China’s local government debt burden may be 3.5 trillion yuan ($540 billion) larger than auditors estimated, putting banks on the hook for deeper losses that could threaten their credit ratings.
Addressing the estimate by China’s state auditor that its local governments have chalked up 10.7 trillion yuan of debt, Moody’s said it found more potential loans after accounting for discrepencies in figures given by various Chinese authorities.
“The potential scale of the problem loans at Chinese banks may be closer to its stress case than its base case,” Moody’s said in a statement.
In view of that, the non-performing loan ratio for Chinese banks could be as high as 8-12 percent, compared with 5-8 percent in the base case and 10-18 percent in the stress case.
Unless China comes up with a “clear master plan” to clean up its pile of local government debt, the credit outlook for Chinese banks could turn negative, the ratings agency said.
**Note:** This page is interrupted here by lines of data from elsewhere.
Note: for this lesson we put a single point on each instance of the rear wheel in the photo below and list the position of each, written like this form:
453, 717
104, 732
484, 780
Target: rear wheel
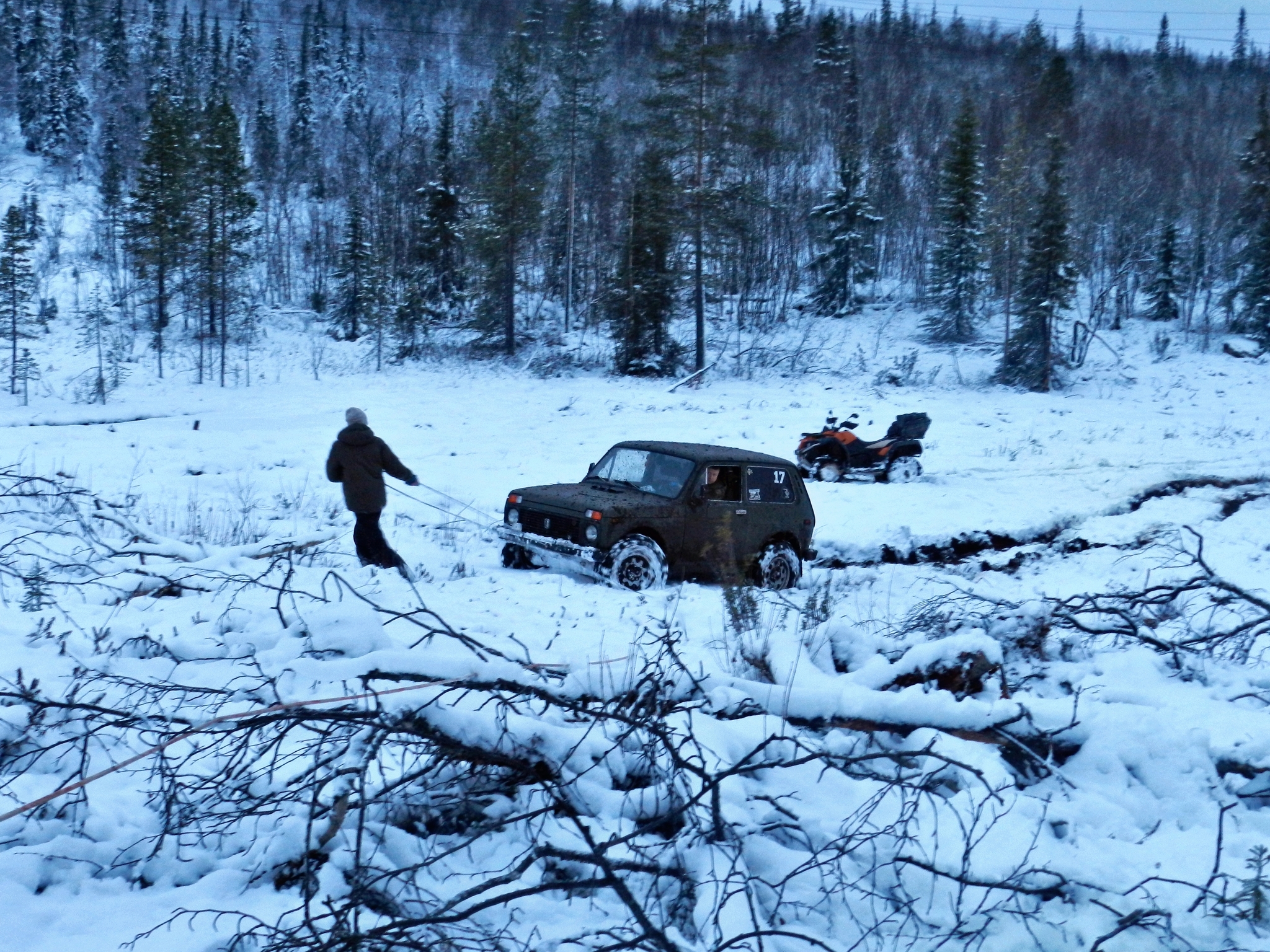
779, 566
637, 563
517, 558
830, 471
906, 469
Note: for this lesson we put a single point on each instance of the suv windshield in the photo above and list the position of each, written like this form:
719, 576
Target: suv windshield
651, 472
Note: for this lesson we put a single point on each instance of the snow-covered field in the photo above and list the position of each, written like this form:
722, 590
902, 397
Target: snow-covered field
1137, 747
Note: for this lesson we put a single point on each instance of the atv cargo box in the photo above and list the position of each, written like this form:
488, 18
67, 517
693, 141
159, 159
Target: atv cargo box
910, 427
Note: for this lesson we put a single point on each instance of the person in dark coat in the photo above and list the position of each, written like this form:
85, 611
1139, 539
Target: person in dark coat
358, 460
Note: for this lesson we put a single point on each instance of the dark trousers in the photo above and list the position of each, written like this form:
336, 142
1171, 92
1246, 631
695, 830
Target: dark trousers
373, 549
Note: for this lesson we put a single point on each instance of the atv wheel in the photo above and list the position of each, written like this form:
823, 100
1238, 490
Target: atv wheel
906, 469
830, 472
779, 566
517, 558
638, 564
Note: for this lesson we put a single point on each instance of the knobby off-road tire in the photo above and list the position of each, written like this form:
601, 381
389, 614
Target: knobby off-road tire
779, 566
517, 558
637, 563
830, 471
906, 469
In a bid to assuage investor worries about the potential souring of its massive local government debt, different Chinese authorities including the state auditor, the bank regulator and the central bank have tried to assess the situation.
But all three agencies have used different definitions and accounting methods to review the debt, resulting in a hodgepodge of official forecasts.
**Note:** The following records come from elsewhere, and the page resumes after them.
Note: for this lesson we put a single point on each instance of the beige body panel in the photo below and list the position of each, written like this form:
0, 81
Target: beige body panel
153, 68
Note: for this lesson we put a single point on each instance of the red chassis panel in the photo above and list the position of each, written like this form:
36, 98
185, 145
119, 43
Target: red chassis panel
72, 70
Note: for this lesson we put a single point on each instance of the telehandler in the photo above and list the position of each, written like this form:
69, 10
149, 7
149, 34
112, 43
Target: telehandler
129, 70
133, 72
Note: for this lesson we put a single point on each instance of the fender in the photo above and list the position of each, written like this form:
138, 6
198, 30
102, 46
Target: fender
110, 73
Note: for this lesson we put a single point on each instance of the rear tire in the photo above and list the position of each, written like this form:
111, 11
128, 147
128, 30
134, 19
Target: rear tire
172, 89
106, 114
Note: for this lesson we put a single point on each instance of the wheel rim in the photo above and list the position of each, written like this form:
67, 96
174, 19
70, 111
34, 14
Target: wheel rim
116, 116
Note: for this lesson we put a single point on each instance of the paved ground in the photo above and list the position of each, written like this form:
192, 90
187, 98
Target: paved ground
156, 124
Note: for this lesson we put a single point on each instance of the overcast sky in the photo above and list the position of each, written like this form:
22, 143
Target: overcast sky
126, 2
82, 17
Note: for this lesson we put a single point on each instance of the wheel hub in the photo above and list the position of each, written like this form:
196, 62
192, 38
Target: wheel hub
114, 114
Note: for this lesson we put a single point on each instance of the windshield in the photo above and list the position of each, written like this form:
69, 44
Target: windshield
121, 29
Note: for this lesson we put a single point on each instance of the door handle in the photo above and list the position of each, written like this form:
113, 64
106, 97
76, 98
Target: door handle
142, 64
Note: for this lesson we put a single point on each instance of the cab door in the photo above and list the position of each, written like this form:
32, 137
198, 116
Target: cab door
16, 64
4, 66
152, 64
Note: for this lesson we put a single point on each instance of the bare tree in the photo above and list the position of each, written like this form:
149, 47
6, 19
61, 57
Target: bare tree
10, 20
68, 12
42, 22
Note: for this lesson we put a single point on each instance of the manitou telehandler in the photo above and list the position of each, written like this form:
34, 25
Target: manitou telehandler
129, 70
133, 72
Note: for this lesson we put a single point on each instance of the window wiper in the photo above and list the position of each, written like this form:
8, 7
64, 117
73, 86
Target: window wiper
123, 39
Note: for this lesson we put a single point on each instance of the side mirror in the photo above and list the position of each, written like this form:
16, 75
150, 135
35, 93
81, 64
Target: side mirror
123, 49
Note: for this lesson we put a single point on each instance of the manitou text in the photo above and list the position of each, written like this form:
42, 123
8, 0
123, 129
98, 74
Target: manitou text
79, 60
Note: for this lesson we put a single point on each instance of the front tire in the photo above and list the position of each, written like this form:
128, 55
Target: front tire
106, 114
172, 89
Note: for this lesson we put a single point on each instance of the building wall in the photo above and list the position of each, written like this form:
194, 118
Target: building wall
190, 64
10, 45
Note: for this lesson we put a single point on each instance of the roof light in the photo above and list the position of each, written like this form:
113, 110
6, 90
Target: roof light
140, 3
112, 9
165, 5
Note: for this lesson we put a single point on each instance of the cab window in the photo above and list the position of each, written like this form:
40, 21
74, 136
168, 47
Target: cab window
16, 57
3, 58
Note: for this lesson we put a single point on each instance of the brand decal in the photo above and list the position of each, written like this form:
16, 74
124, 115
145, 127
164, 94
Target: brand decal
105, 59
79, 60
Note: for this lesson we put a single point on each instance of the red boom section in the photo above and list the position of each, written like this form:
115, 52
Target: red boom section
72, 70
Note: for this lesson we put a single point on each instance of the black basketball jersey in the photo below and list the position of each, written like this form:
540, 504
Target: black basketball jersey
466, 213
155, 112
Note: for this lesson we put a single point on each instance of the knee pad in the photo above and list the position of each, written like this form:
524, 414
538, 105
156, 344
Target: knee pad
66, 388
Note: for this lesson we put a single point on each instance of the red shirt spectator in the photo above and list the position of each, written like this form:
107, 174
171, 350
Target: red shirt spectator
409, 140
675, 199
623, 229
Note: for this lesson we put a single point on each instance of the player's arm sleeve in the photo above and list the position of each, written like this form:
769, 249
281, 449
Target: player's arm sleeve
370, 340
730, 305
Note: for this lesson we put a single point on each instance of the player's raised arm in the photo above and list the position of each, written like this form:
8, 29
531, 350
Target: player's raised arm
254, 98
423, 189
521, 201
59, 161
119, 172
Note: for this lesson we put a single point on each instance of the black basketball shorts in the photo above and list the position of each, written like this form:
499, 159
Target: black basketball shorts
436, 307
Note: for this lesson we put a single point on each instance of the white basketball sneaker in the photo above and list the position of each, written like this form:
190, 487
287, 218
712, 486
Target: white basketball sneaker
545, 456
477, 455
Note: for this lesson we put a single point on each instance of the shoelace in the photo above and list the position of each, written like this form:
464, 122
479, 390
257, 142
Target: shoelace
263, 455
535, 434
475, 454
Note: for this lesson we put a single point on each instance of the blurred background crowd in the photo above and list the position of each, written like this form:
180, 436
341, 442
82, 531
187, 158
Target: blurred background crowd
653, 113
Moody’s said it derived the additional 3.5 trillion yuan of debt after comparing the estimates of China’s state auditor with that of the bank regulator’s.
The ratings agency said the Chinese state auditor likely omitted the 3.5 trillion yuan of debt from its assessment because they were not considered as real claims on local governments.
Moody’s said it expects Beijing to “implement gradual discipline” over the stock of government debt, and that would involve the Chinese government leaving banks to manage a part of the problem loans on their own.